Geçtiğimiz hafta özel bir geceye katıldım. İzmir Özel Türk Koleji ve İTK Mezunları Derneği tarafından geleneksel olarak düzenlenen “13.Bahattin Tatış Yarınlarda Var Olmak” ödül töreni, Ahmed Adnan Saygun Sanat Merkezinde gerçekleştirildi.
Ancak, bu organizasyonun detaylarına geçmeden önce, yaşamını Türk Milli Eğitimine ve ülke gençlerine adayan İzmir Türk Koleji’nin kurucusu, değerli matematik öğretmeni Bahattin Tatış’ı tanıtmak istiyorum; “Gazi Terbiye Enstitüsü'nden 1943 yılında matematik öğretmeni olarak mezun oldu ve en son İzmir Ticaret Lisesi’nde matematik öğretmenliği yaptı. 15 Kasım 1950'de İzmir Türk Kolejini kuran Bahattin Tatış, 1950-1975 yılları arasında İTK’nın müdürlüğünü yaptı. 1990-1991 Öğretim yılında Ege Üniversitesi Senatosu, 1994-1995 Öğretim yılında Dokuz Eylül Üniversitesi Senatosu tarafından kendisine ortaöğretime katkıları nedeniyle "Onursal Doktorluk" ünvânı verildi. Pek çok kitabı da yayınlanan Bahattin Tatış, 26 Ekim 2008 tarihinde 89 yaşında yaşama veda etti.

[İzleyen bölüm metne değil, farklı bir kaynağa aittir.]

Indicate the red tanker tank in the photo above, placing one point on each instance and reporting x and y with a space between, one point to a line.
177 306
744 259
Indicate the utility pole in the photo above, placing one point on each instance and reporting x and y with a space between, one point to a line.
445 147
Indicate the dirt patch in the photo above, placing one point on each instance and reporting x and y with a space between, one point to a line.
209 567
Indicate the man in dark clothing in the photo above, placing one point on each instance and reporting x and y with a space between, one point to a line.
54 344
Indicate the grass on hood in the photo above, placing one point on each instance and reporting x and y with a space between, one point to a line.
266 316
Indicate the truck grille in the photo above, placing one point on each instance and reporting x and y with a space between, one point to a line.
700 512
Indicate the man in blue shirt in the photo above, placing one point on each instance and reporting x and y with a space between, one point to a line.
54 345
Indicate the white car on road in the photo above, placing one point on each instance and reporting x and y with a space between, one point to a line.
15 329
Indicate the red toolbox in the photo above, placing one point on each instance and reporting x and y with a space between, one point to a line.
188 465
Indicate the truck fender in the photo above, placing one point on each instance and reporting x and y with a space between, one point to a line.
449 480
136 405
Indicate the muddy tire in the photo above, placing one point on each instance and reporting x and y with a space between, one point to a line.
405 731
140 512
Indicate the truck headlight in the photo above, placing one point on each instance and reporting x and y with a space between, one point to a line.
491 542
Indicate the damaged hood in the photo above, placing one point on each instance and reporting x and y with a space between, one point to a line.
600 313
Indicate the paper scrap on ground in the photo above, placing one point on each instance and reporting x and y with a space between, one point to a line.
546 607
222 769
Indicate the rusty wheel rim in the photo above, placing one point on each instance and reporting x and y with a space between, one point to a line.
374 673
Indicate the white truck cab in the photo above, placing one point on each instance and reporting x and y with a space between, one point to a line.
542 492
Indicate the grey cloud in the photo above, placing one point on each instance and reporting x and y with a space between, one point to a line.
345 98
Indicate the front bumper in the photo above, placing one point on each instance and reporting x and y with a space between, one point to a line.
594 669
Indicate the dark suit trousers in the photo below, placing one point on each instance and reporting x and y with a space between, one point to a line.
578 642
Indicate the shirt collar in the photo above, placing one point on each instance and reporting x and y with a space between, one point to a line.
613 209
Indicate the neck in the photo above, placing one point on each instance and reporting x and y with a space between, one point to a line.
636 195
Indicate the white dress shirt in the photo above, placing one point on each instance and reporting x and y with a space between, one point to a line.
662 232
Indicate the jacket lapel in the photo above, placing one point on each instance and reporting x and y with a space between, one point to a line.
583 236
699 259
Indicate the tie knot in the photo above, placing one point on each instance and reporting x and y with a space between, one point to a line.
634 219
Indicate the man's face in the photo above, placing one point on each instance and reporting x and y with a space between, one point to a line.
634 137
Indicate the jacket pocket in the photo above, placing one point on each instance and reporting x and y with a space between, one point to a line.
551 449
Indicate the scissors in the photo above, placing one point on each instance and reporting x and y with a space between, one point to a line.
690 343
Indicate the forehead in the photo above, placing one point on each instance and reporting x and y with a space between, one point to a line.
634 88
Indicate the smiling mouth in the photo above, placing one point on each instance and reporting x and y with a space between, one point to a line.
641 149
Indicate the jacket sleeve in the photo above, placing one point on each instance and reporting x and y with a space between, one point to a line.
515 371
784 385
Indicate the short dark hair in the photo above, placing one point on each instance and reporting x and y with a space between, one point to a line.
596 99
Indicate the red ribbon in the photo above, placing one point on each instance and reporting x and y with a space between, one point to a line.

Kendisini, eğitim konusundaki başarılı çalışmalarından ötürü minnet ve saygıyla anıyoruz.
Şimdi, bu onurlu bayrağı oğlu Oğuz Tatış taşıyor. Baba Tatış’ın çizgisinden ödün vermeden. Kaldığım yerden devam edecek olursam; Son derece titizlikle hazırlanmış törene katılım oranı oldukça yüksekti. Gecede, sivil toplum kuruluşlarının ve özellikle kadınların topluma sağladıkları katkıların önemine dikkat çekilerek, sırasıyla başarı hikâyeleri paylaşıldı.
Altı dalda ödül alan kategoriler ve kazananlar şöyle sıralanmıştı.
* Sanatta Başarı: Ülkü Tozer-Arzu Eygi.* İş’te Başarı: Sibel Zorlu. * Bilime Katkı: Doç. Dr. Elif Nur Fırat Karalar. * Sporda Başarı: Golbol Kadın Milli Takımı. * Eğitime Katkı: İlkyar Vakfı.
* Yaşama Katkı: Sayra ve Çınar Vakfı Ödül kazananları belirleyen seçici kurulu da tebrik etmek gerekir. Seçimleri muhteşemdi.
Ancak hepsini buradan aktarmam mümkün olamayacağı için sadece, Bilime Katkı kategorisinde Doç. Dr. Elif Nur Fırat Karala’yı basında yer alan haberlerinden elde ettiğim bilgiler ışığında tanıtmak istiyorum.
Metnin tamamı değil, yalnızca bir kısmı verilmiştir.